Его поцелуй стал чуть более настойчивым и чувственным, в игру вступил его язык, проникнув в ее рот и начав свое неторопливое путешествие по самым потаенным его уголкам. Мэтти уже еле держалась на ногах.
— Разве я не прав? — хрипло прошептал Доминик, отрываясь от ее губ.
Она немедленно ощутила холод и разочарование.
— Вы приводите меня в замешательство.
— Отлично, этого я и добиваюсь, потому что ты тоже приводишь меня в замешательство.
Руки Доминика, эти волшебные руки, проникнув под свитер, гладили ее обнаженную спину и плоский живот. У Мэтти перехватило дыхание от удивления и удовольствия — нет, слово «удовольствие» слишком невыразительное — от восторга.
— Ты останешься на ночь? Проведешь ее здесь? Со мной? В моей постели?
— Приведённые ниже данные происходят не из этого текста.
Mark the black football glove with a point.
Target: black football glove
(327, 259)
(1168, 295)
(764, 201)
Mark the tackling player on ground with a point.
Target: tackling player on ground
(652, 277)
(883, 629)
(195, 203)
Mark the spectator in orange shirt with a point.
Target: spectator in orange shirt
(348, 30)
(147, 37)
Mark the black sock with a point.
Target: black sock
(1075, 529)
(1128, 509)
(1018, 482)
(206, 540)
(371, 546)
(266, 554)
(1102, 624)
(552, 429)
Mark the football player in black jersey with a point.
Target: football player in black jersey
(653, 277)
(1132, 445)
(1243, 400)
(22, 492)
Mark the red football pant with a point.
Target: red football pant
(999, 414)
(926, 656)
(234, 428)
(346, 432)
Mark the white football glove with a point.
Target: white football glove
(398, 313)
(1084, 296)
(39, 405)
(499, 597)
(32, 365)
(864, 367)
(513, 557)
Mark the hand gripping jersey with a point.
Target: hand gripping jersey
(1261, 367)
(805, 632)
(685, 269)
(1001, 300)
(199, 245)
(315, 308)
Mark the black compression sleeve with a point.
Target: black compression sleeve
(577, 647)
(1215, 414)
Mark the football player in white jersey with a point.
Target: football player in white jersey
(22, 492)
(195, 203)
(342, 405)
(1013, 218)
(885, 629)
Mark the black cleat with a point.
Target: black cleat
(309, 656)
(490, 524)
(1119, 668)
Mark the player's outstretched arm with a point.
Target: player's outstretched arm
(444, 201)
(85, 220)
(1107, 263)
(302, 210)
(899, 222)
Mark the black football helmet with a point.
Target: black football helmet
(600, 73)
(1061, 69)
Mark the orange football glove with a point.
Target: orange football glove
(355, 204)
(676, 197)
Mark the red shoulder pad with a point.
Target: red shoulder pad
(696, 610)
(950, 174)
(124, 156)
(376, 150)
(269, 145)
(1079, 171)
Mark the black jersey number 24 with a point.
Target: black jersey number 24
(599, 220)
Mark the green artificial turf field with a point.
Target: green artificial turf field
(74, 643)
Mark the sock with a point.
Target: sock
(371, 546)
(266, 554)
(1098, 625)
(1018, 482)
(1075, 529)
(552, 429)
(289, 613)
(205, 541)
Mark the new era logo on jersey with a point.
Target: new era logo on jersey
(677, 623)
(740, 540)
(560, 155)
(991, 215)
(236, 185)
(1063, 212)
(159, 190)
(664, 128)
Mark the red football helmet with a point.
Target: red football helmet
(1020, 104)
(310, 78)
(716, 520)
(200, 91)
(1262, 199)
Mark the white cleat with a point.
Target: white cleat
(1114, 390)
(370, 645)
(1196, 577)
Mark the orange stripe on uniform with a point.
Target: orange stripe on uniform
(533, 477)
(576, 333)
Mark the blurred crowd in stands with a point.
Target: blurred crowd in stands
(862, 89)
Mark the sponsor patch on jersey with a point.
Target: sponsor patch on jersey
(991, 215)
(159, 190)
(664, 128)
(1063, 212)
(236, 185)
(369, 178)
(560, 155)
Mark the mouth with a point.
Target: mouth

— Нет… пожалуйста… — Мэтти словно очнулась. — Господи, это просто смехотворно…
Рука Доминика медленно двинулась вверх. Его поражала собственная выдержка. Он чувствовал, как дрожит ее тело, как она возбуждена, как хочет его, но находил в себе силы контролировать себя, чтобы не схватить ее и не утащить в спальню.
Его рука была уже в нескольких сантиметрах от ее груди. Высокой, прекрасной формы груди, которую он мечтал ласкать и целовать.